"Almost, it hit the tip of the glove," Gordon said. "If it wasn't cold and my glove wasn't stone hard, it might have stayed in. But it just hit the tip of it and came out. If I could've just done it over again, I wish I could, because I was right there in position, ready to make the play."
Instead, the ball dropped into the midst of the happy Chicago bullpen crew for a two-run homer that gave the White Sox a 4-1 lead in the fourth inning.
The Royals could not overcome that, and their season has begun 0-2, certainly not what they envisioned when they burst out of the Arizona desert with the best record and the best batting average in baseball.
In two games, the White Sox have outscored the Royals, 6-2, with all their runs coming on five homers. On Wednesday, starter Ervin Santana gave up three, and reliever Luke Hochevar surrendered the other.
Certainly the two wins buoyed the White Sox's confidence.
"Definitely, especially against a team like Kansas City, and they played us tough these first two games," said catcher Tyler Flowers, who has two of the Sox homers. "Just establishing that, and the pitchers coming out and doing a great job starting and pretty much everybody, the bullpen coming in and doing their thing -- it has been a great start."
The Royals just are not hitting, going 1-for-8 with runners in scoring position Wednesday to delight most of the 14,213 sun-seeking, shivering patrons at U.S. Cellular Field. In the series, they are 2-for-13 with RISP and have stranded 14 runners.
"We will hit," Royals manager Ned Yost said. "The weather is no excuse, because the weather's cold for them, too, but we'll get on track. We can swing the bats, and Jake Peavy was pretty good today, too."
The weather, charitably announced as 43 degrees, certainly did not hinder the White Sox. Adam Dunn blasted a 431-foot homer to right field on Santana's first pitch of the second inning.
Then Flowers, who won Monday's 1-0 opener with a home run, hit the rerun button and led off the White Sox third with a homer to left on Santana's first delivery. Viciedo's homer off Gordon's glove came in the fourth, and Alexei Ramirez, the first hitter to face Hochevar, connected in the seventh.

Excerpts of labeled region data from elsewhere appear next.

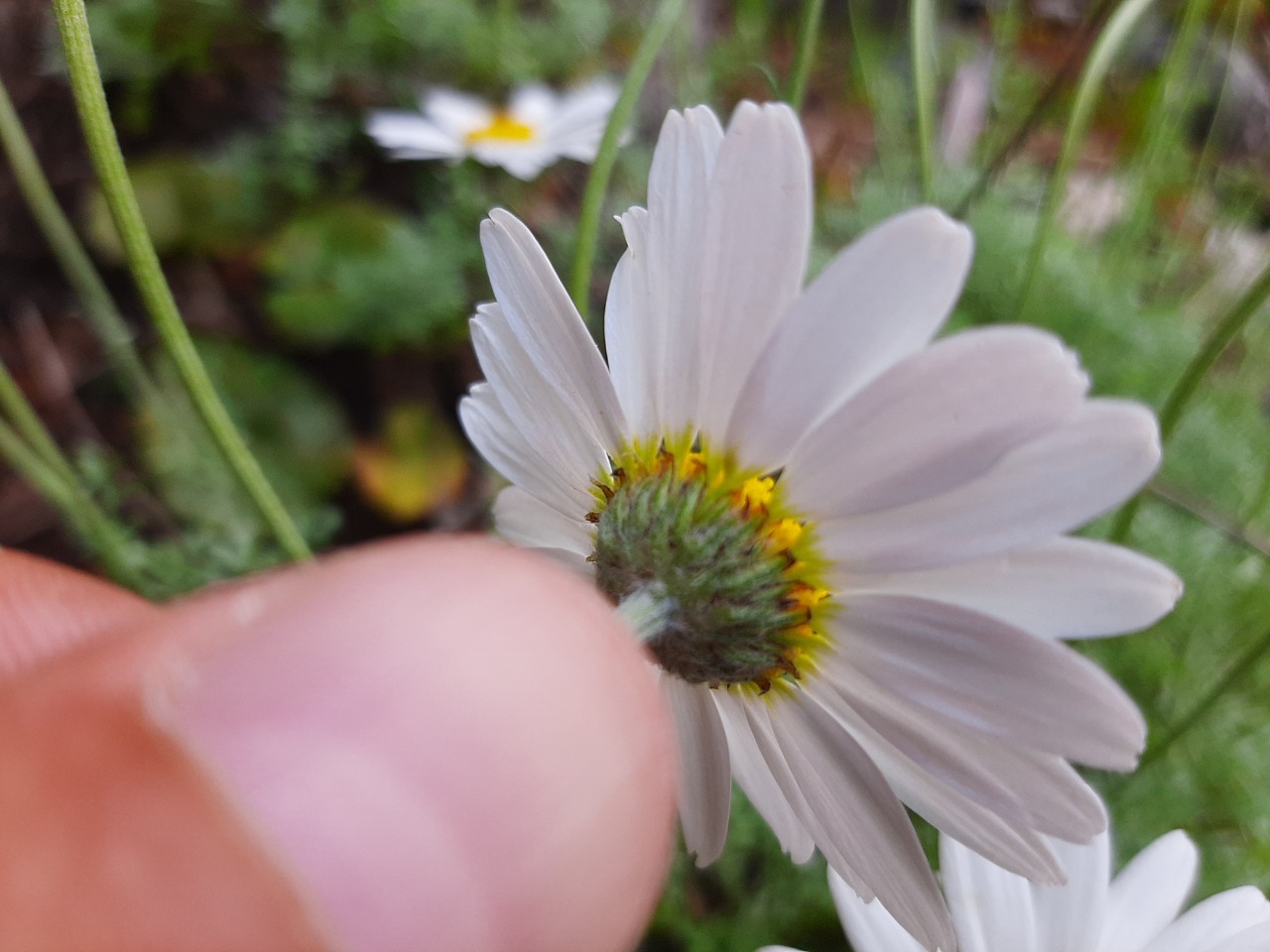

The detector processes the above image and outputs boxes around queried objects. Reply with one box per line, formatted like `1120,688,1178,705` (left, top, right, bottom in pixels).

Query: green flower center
588,438,828,692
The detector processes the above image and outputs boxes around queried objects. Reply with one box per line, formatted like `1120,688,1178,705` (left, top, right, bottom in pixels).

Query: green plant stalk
786,0,825,112
1107,0,1212,262
566,0,685,317
908,0,936,202
1138,614,1270,770
952,0,1115,218
54,0,312,558
1108,254,1270,542
1016,0,1155,320
0,420,139,588
0,362,77,482
0,71,156,405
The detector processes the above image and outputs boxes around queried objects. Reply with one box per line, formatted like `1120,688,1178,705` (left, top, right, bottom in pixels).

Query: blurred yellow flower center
586,440,830,693
467,112,537,146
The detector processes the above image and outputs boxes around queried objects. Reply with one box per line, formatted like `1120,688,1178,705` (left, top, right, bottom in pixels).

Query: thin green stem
54,0,312,558
0,362,76,481
1110,255,1270,542
952,0,1115,218
1015,0,1155,320
0,420,139,588
1138,614,1270,770
908,0,938,202
569,0,685,316
0,71,156,405
786,0,825,110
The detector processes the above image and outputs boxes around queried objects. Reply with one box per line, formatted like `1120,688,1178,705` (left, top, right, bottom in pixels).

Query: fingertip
165,538,675,952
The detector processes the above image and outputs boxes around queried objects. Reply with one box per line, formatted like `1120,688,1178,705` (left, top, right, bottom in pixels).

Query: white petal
752,692,955,949
1094,830,1199,952
710,690,816,863
821,400,1160,572
471,305,608,495
698,101,812,434
507,82,560,130
834,536,1183,639
366,109,466,159
494,486,595,558
1202,923,1270,952
604,208,666,435
543,78,620,163
1146,886,1270,952
940,835,1048,952
829,870,922,952
727,208,972,464
422,86,494,142
784,327,1088,517
1031,833,1111,952
645,105,722,435
838,595,1146,771
661,674,731,866
807,658,1106,883
480,208,625,448
471,140,560,181
458,384,594,517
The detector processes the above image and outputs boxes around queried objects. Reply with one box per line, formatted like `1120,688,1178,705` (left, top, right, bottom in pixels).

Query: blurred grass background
0,0,1270,952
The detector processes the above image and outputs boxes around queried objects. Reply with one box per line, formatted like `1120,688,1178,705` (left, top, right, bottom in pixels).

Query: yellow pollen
767,520,803,552
467,110,537,146
733,476,776,513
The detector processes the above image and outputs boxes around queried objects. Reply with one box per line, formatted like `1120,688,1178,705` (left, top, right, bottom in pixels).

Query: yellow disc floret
467,112,537,146
586,439,829,693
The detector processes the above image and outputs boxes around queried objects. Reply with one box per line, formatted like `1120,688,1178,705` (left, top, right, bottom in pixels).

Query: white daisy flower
787,830,1270,952
366,80,617,180
459,103,1180,948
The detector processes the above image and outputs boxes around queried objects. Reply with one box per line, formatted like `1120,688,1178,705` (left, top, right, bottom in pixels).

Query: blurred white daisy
459,103,1180,948
777,830,1270,952
366,80,617,180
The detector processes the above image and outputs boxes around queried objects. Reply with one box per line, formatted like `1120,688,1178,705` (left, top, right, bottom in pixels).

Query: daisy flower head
787,830,1270,952
459,103,1179,949
366,78,617,180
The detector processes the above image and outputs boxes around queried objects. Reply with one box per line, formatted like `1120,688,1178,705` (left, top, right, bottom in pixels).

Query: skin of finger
0,588,334,952
0,549,159,685
165,538,676,952
0,540,673,951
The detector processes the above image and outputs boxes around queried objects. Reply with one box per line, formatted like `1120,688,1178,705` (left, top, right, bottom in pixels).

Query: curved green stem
0,71,156,405
908,0,936,202
0,420,139,588
566,0,685,317
1110,254,1270,542
786,0,825,112
1015,0,1155,320
54,0,312,558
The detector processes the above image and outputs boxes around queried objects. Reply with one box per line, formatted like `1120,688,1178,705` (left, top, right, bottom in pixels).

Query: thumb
0,539,673,952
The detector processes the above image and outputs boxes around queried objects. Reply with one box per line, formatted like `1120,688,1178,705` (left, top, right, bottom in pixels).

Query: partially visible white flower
366,80,617,180
759,830,1270,952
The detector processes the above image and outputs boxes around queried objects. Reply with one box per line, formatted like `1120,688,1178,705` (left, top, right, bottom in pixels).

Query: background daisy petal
753,692,955,949
940,835,1049,952
1094,830,1199,952
1031,833,1111,952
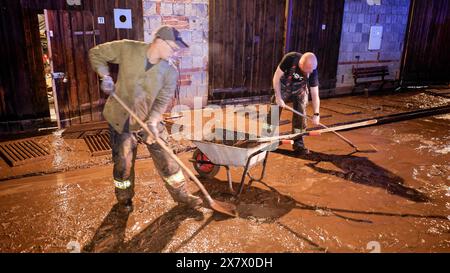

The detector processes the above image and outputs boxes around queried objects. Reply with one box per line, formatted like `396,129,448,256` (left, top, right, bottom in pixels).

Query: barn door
402,0,450,85
46,10,104,128
286,0,344,89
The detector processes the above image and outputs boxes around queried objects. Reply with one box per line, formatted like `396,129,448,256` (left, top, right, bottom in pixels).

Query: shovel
111,93,237,217
284,105,378,153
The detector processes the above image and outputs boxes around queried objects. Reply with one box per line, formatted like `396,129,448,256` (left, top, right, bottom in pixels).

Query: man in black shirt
266,52,320,154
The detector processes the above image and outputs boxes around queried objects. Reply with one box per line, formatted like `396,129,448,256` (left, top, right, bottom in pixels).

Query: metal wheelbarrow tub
191,132,273,196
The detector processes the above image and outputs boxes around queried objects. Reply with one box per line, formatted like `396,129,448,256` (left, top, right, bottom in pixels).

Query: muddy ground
0,92,450,252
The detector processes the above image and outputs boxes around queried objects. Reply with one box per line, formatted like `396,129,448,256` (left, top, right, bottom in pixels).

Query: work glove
137,123,159,145
312,115,320,126
100,76,115,95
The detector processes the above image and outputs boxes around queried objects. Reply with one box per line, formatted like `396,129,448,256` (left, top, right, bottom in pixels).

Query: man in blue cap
89,26,202,209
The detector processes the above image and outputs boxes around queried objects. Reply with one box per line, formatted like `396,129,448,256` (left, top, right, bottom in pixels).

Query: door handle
52,72,69,83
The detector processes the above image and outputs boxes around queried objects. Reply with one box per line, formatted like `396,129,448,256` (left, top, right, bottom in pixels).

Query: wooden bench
352,66,389,91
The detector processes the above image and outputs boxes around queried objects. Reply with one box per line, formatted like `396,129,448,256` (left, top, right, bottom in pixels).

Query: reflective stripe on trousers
114,180,131,190
163,171,185,185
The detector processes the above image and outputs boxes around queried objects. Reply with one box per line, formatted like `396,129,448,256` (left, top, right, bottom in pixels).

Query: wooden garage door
209,0,286,100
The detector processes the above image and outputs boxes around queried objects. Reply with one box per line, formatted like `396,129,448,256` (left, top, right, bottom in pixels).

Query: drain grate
0,140,50,167
83,132,111,156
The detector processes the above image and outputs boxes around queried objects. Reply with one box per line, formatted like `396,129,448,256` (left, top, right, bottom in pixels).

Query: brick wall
337,0,410,92
143,0,209,107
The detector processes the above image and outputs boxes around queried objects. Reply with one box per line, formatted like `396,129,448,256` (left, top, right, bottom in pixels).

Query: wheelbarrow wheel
193,149,220,178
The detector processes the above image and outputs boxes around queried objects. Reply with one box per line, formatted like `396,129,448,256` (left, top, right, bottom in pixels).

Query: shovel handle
111,93,214,202
284,105,358,150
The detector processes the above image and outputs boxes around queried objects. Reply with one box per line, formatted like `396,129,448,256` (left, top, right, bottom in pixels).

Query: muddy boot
165,181,203,208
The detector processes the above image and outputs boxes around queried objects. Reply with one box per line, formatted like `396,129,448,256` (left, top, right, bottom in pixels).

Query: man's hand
100,76,114,95
312,115,320,126
276,97,286,108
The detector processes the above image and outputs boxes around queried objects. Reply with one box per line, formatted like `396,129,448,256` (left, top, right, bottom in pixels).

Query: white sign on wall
114,9,133,29
369,26,383,50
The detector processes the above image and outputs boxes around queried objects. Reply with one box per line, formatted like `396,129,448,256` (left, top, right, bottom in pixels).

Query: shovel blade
210,200,238,217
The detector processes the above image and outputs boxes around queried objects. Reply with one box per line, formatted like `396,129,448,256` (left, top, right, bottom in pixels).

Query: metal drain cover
83,132,112,156
0,140,50,167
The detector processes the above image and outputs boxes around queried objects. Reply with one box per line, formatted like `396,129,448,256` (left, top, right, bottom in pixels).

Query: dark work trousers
110,119,180,202
267,89,308,148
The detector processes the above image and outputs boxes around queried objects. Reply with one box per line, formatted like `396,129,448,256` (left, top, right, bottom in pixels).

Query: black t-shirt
280,52,319,90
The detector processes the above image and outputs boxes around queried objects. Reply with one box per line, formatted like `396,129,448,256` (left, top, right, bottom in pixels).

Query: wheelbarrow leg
247,152,269,187
236,157,252,197
236,152,269,197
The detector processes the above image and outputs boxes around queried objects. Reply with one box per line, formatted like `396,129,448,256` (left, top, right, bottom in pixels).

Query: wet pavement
0,92,450,252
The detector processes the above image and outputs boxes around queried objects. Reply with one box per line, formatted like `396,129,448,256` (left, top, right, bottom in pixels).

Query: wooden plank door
47,10,101,128
402,0,450,85
286,0,344,89
209,0,286,101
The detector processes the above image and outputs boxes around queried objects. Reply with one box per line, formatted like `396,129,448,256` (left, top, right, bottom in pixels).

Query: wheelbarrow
191,120,377,197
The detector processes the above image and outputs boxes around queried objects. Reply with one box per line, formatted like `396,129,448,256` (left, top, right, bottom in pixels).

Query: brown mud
0,92,450,253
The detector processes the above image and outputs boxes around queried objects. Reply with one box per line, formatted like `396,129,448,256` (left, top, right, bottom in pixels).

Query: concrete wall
337,0,410,93
143,0,209,107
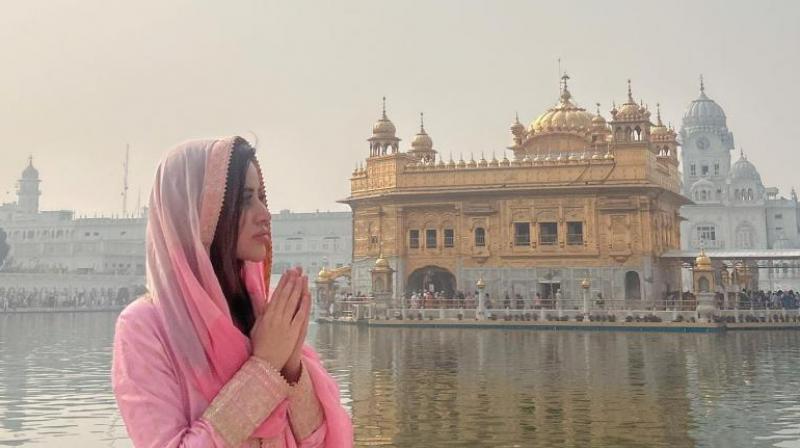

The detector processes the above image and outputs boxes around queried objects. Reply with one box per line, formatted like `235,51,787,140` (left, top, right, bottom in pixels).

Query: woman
112,137,352,448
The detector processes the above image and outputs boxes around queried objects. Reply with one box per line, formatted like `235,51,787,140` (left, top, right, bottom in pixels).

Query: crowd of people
0,287,144,311
728,290,800,310
405,290,606,310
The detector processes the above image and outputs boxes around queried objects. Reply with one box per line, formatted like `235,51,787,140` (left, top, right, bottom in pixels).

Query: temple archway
625,271,642,302
406,266,456,297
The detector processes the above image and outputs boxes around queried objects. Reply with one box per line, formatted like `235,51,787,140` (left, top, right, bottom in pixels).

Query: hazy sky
0,0,800,214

Santana struck out eight and gave up just five hits, but, of course, three of them left the park.
"I don't know how much the weather plays into anything," Yost said. "In Spring Training, he was 92, 94 [mph], today he was 90, 91, but command was really good," Yost said. "Yeah, he's going to give up homers because he throws strikes. ... The majority of his pitches were in really good locations, and the three pitches they hit for home runs were in a pretty good spots."
The Royals' first run of the season came in the third, unearned by virtue of two White Sox errors. Their second run came in the sixth on Gordon's double off left fielder Viciedo's glove and a couple of groundouts.
The Royals' juiciest chance came against the White Sox relievers in the seventh, when Kansas City loaded the bases with one out. But Gordon and Alcides Escobar flied out. And the Royals did not get another runner the rest of the day.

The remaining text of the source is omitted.